Precision prevention is increasingly important in HIV prevention research to move beyond universal interventions to those tailored for high-risk individuals. The current study was designed to develop machine learning algorithms for predicting adolescent HIV risk behaviours.
Comprehensive longitudinal data on adolescent risk behaviours, perceptions, peer and family influence, and neighbourhood risk factors were collected from 2564 grade-10 students at baseline followed for 24 months over 2008–2012. Machine learning techniques [support vector machine (SVM) and random forests] were applied to innovatively leverage longitudinal data for robust HIV risk behaviour prediction. In this study, we focused on two adolescent risk behaviours: had ever had sex and had multiple sex partners. Twenty percent of the data were withheld for model testing.

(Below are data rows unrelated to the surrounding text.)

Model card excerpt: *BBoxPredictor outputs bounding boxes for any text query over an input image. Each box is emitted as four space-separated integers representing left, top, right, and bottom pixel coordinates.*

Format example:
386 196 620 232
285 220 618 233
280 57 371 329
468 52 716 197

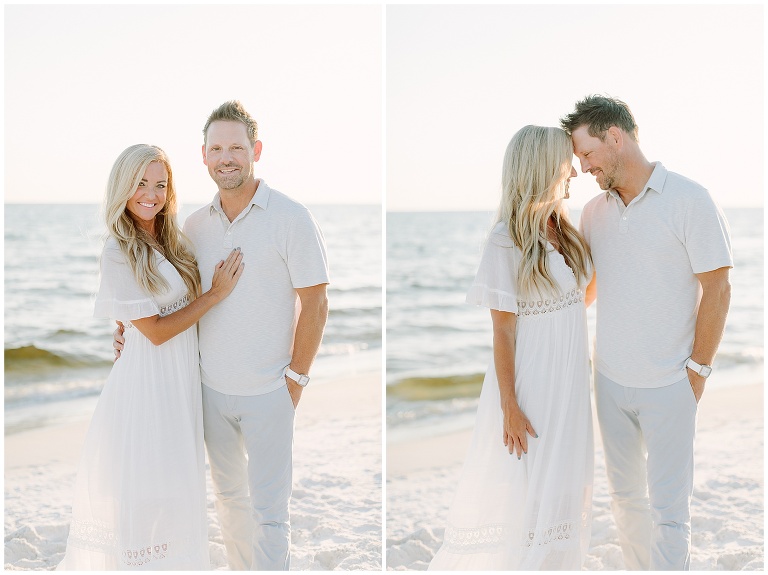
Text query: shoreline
386 383 764 570
4 370 382 570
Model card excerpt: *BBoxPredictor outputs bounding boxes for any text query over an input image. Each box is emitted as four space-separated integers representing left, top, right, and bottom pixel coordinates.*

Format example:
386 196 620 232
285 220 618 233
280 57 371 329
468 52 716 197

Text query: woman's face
125 162 168 235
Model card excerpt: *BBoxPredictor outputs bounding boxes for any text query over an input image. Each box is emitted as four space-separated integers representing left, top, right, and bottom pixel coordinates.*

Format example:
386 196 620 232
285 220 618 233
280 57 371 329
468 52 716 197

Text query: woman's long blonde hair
496 126 592 297
102 144 201 298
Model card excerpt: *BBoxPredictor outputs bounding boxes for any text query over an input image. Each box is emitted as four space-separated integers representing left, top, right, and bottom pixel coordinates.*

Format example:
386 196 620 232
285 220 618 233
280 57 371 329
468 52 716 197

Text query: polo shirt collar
605 162 667 202
208 178 272 214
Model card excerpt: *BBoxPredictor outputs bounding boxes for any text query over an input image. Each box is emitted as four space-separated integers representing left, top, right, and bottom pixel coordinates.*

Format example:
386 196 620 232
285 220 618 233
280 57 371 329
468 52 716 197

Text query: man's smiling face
571 126 621 190
203 121 261 190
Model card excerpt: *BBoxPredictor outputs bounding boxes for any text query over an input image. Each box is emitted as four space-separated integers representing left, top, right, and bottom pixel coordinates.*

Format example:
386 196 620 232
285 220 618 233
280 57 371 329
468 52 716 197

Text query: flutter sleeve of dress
93 238 160 322
466 223 520 313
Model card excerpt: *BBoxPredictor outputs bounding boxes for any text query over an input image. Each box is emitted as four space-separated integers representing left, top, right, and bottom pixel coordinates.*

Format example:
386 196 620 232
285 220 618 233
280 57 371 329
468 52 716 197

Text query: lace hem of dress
443 523 511 553
517 287 584 316
123 294 192 329
68 519 169 566
443 520 584 553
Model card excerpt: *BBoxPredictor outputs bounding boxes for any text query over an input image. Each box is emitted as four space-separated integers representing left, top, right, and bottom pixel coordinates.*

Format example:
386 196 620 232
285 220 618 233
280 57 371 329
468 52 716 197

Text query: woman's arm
131 248 245 345
491 309 538 459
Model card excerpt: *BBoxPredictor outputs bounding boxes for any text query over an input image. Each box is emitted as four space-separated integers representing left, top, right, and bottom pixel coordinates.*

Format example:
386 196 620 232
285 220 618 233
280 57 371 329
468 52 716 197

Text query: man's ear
607 126 624 149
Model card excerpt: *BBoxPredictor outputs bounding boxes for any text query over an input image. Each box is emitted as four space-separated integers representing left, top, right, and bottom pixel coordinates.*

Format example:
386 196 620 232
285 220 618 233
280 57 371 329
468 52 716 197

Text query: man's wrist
285 365 309 387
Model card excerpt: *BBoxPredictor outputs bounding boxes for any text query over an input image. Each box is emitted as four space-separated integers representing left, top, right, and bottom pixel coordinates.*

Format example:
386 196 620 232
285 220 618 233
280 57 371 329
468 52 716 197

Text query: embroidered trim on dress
443 523 510 553
121 543 168 566
523 521 574 547
517 288 584 316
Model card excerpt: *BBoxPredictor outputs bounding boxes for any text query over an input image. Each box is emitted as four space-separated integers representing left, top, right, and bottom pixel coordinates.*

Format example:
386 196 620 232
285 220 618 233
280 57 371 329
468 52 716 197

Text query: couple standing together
59 101 329 570
430 96 733 570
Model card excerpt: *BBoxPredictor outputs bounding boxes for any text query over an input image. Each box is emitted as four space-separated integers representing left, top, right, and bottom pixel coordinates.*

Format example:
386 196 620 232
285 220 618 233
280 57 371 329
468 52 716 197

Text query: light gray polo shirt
580 162 733 388
184 180 329 395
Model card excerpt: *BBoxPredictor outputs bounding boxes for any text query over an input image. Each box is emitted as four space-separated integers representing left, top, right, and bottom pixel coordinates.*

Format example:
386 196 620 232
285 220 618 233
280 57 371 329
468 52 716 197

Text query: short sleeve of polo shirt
685 192 733 274
93 241 160 321
286 209 330 288
466 225 520 313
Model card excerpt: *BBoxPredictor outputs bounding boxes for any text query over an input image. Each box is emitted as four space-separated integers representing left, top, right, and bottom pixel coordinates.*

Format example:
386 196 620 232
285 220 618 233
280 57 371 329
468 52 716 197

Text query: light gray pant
203 385 295 571
595 373 697 570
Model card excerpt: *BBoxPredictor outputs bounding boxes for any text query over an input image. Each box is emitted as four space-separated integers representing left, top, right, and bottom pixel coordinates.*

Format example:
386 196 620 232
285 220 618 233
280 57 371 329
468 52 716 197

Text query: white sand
4 372 382 571
386 384 764 571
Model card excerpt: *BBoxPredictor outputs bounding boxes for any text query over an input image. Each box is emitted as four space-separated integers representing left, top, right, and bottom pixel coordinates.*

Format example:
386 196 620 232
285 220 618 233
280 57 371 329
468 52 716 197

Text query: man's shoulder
664 170 709 196
581 192 608 218
184 203 211 226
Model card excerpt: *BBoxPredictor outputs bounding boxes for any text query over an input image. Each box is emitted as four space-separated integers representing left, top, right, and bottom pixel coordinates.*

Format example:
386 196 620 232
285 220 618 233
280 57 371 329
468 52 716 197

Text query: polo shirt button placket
224 226 235 250
619 209 629 234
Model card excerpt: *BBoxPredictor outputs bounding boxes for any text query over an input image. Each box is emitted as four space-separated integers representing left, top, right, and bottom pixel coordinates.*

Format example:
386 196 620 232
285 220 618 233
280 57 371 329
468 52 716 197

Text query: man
115 101 329 570
561 96 733 570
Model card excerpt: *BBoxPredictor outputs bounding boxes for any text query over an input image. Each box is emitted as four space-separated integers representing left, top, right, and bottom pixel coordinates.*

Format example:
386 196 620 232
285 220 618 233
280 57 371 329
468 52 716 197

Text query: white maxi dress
58 238 210 571
429 224 593 571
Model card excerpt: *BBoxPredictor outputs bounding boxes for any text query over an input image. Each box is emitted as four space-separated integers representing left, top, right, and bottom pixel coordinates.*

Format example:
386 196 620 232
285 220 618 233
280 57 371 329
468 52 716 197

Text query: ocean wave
4 345 111 373
387 373 485 401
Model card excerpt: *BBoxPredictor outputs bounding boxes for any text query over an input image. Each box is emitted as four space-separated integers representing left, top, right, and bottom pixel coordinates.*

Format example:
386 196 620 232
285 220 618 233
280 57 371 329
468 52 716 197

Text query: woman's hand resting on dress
208 248 245 301
502 401 538 459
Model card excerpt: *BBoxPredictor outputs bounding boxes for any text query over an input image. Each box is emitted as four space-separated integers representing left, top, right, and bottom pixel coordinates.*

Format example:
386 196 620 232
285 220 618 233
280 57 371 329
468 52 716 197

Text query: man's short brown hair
560 95 638 142
203 100 259 146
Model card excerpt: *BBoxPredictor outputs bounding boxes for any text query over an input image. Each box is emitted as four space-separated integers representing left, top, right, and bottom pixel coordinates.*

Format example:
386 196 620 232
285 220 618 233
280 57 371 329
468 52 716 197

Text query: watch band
685 357 712 377
285 367 309 387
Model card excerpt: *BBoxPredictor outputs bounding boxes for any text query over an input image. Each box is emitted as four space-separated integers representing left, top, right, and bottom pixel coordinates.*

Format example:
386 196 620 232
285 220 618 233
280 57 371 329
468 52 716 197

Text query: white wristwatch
285 367 309 387
685 357 712 377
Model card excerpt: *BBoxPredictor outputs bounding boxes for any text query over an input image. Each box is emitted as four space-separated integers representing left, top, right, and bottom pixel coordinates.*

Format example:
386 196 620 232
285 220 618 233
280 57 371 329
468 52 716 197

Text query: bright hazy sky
4 4 383 204
386 5 764 210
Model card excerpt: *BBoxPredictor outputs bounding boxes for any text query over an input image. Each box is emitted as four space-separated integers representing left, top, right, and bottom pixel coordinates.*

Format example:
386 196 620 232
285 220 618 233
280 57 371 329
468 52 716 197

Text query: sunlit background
4 4 382 204
386 4 764 211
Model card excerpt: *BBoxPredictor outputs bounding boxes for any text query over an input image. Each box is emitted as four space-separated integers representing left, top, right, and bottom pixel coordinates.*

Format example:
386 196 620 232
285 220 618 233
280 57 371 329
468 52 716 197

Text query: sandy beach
4 372 382 571
386 384 764 571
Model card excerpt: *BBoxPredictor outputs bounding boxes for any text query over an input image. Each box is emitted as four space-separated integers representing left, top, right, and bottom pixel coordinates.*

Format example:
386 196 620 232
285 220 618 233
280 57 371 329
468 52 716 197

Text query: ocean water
386 208 763 442
4 204 382 434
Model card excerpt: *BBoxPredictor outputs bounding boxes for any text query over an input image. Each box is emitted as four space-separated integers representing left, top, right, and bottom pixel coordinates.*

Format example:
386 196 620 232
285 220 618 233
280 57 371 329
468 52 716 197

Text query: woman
429 126 593 570
59 144 244 570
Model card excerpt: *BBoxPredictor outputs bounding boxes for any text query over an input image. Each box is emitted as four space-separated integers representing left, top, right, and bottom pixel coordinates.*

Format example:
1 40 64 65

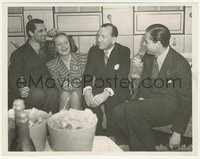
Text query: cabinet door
170 35 184 53
79 36 96 53
8 37 25 60
103 6 133 35
133 35 147 55
134 11 184 34
185 7 192 34
24 10 53 34
117 35 133 57
8 14 24 36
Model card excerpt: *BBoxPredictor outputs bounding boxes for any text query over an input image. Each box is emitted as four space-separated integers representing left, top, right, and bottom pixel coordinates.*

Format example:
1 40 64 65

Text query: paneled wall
8 5 192 61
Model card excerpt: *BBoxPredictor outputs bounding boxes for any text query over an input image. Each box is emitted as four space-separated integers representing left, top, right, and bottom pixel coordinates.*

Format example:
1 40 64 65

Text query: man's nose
143 41 147 46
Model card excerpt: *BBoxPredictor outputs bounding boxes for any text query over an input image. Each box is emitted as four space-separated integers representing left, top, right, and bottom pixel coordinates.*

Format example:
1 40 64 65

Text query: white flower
114 64 119 70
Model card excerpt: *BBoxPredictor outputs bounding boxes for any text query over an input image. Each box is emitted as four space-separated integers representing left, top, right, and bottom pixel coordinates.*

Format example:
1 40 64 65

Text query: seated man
8 19 58 112
83 23 130 136
113 24 192 151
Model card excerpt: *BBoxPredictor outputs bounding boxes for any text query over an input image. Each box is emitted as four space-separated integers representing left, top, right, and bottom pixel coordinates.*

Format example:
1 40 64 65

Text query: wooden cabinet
24 8 54 35
55 13 102 35
55 6 102 13
103 6 133 35
8 7 22 14
8 14 24 36
135 5 184 12
185 7 192 34
79 36 96 53
184 35 192 54
133 35 147 55
134 11 184 34
117 35 133 57
170 35 184 53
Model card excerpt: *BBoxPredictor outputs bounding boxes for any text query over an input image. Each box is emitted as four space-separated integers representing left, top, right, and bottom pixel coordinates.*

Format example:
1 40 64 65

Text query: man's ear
156 41 163 47
112 37 117 44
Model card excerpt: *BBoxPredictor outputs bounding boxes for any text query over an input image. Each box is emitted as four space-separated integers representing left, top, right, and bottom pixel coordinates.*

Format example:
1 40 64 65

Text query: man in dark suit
83 23 130 135
113 24 192 151
8 19 58 112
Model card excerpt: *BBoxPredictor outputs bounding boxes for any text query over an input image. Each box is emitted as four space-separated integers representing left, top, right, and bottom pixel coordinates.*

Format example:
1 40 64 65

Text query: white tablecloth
44 136 123 152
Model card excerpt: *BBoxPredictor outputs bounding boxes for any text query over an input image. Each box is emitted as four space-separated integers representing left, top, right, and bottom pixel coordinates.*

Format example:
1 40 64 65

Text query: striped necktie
104 51 109 66
151 56 159 80
38 44 45 58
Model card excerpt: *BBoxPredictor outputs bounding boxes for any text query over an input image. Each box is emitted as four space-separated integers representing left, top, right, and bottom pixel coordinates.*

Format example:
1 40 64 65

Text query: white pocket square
167 80 172 83
114 64 119 70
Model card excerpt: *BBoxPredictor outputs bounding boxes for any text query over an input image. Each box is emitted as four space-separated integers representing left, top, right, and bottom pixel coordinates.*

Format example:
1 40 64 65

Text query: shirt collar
28 39 41 53
103 44 115 57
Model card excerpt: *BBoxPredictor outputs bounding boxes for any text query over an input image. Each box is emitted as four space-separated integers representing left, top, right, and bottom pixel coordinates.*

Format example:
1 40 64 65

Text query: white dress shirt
83 45 115 96
157 46 169 71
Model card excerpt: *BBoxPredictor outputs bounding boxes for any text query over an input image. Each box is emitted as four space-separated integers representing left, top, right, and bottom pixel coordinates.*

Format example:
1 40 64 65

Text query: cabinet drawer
79 36 96 53
185 7 192 34
55 6 101 13
8 7 22 14
8 14 24 36
134 11 184 34
24 7 52 11
24 10 53 35
184 35 192 54
55 13 102 35
103 7 133 35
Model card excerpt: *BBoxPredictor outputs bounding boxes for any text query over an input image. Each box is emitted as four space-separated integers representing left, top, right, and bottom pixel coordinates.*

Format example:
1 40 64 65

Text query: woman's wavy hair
53 32 78 55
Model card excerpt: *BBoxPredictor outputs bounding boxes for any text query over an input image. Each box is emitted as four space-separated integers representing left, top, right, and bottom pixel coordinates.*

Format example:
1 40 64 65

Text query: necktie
151 56 159 80
38 44 45 58
104 51 109 66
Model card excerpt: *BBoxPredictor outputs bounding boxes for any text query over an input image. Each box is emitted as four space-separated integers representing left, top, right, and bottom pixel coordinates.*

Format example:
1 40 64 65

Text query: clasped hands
85 90 110 108
19 86 30 98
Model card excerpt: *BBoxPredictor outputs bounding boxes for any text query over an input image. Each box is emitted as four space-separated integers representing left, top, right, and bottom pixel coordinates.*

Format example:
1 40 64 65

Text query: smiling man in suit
8 19 58 112
114 24 192 151
83 23 130 136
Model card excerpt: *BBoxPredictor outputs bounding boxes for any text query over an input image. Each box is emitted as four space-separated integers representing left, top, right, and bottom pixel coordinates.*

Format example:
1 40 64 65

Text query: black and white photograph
2 2 198 156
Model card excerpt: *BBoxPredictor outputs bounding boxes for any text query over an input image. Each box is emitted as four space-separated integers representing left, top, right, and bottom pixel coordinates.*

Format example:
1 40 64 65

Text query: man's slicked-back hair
146 24 171 47
26 19 44 37
101 23 118 37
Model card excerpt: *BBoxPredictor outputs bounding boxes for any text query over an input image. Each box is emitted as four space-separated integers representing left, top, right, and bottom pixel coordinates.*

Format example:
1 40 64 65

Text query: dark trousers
25 87 59 113
8 87 59 113
113 98 176 151
82 96 125 136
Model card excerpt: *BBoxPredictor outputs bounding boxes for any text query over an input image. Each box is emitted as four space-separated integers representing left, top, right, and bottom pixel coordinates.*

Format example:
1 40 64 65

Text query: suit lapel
106 44 118 69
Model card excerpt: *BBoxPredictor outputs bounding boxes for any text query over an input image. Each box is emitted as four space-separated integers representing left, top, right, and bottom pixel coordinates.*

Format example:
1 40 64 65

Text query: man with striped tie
83 23 130 136
114 24 192 151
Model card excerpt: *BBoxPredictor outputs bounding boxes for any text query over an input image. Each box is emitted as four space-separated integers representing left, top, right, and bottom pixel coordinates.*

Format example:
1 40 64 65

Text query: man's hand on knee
169 131 181 149
19 86 30 98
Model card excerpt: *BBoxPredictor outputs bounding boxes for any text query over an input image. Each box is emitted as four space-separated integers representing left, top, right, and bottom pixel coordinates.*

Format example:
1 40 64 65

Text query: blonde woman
47 32 87 109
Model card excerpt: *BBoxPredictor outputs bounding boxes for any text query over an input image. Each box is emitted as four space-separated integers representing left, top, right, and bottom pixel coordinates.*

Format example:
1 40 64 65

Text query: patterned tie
104 51 109 66
151 56 159 80
38 44 45 58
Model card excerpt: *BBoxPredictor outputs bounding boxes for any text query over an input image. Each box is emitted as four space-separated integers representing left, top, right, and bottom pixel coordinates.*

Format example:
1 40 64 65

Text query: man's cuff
104 88 114 96
83 86 92 95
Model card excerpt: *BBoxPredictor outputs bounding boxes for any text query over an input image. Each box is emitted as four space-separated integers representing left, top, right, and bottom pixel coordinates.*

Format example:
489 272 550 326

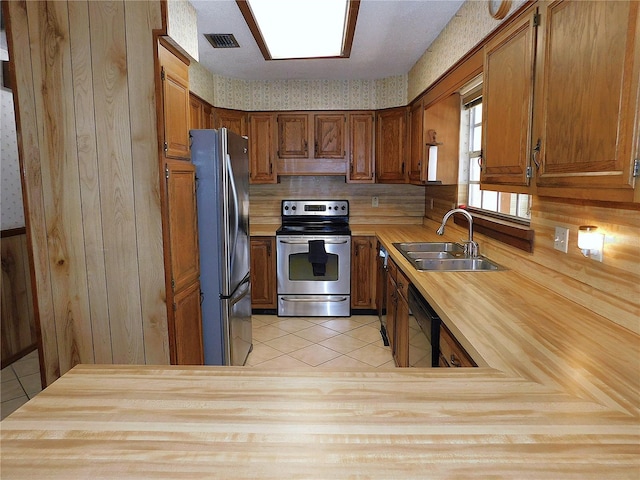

The SVM model with cost-sensitive learning achieved the highest sensitivity, at 79.1%, specificity of 75.4% with AUC of 0.86 in predicting multiple sex partners on the training data (10-fold cross-validation), and sensitivity of 79.7%, specificity of 76.5% with AUC of 0.86 on the testing data. The random forest model obtained the best performance in predicting had ever had sex, yielding the sensitivity of 78.5%, specificity of 73.1% with AUC of 0.84 on the training data and sensitivity of 82.7%, specificity of 75.3% with AUC of 0.87 on the testing data.
Machine learning methods can be used to build effective prediction model(s) to identify adolescents who are likely to engage in HIV risk behaviours. This study builds a foundation for targeted intervention strategies and informs precision prevention efforts in school-setting.